Consider a hypothetical example. A VCSIRT member advised its customer to modify and reorder its boundary firewall rules to solve an IP-level filter performance problem. However, the fix silently opened up the customer's LAN to Internet intruders, which could subsequently result in a break-in. So, processes need to be fixed with regard to the team's internal and customer's review cycles, as appropriate. Information disclosure and configuration changes must reduce future liability risks arising from wrongful disclosures and advice.
In the context of the follow-up phase, two things need to happen:
First, the servicing organization's SAG should use risk analysis to determine if a security architecture, design, development, process, or procedural project should be undertaken to improve the security of the entity where the root cause of the compromise (that triggered the incident response process and risk analysis) was determined.
Second, the SAG's advice to the worldwide security team should follow up with a decision making process within the team, keeping in mind that the risk analysis process is required to support the business or mission of the customer's enterprise.
Lessons Learned
As depicted in FIGURE 2, lessons need to be captured throughout the incident response process and then fed back into the process at every step, as deemed necessary.
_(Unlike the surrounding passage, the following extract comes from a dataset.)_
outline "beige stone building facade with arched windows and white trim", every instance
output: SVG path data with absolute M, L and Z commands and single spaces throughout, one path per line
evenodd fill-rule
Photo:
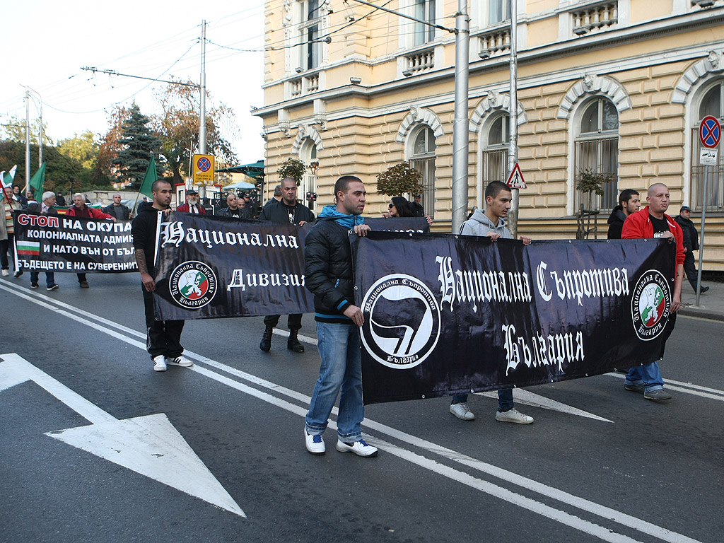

A lesson learned in the Recovery phase could suggest improvements in the Evaluation and Containment phases.
FIGURE 2 Lessons Learned in the Computer Security Incident Response Process
There is no apparent or predefined correlation as to which phase's input will affect improvements in other phases. The organization's geo-based security officers need to oversee the capturing of this vital information. The geo-based security officers should work with the geo-based customer account managers to understand the lesson as a result of the incident, and document it clearly in a standard, agreed upon format.
The content of the document must include:
Incident description with date and time
Location, site, network, and host system
Names of all of the parties involved
Recommended solutions
Implemented solutions, with details about who, when, and how it was implemented, as well as which solutions succeeded and which failed
Pending issues that need further investigation, if any
Recommended changes in the security policy
You should include the Lessons Learned document in the revised security plan to prevent a similar incident from recurring and for review by the organization's SAG. You should also communicate any changes over the organization's security alias and ensure that all of the organization's security personnel are aware of changes in the policy, procedure, or administrative practice.
Upgrades of Policy, Processes, and Procedures
The organization's SAG is responsible for advising on upgrades to the policies, processes, and procedures. The procedure should be well-documented in the security incident response policy. The following are some specific examples of actions that need to be taken:
Establishing mechanisms for updates of policies, procedures, and tools. The customer's enterprise corporate security principles must be considered by the servicing VCSIRT.
Employing standardized security review specifically when introducing or upgrading to new applications and business partners in the organization's product or services delivery infrastructure.
Establishing channels of communication to make all of the appropriate teams of the organization aware of the latest upgrades to the security incident response policy. At least a quarterly meeting must be held by the incident servicing geo-based security officer and monitored by the organization's worldwide security manager.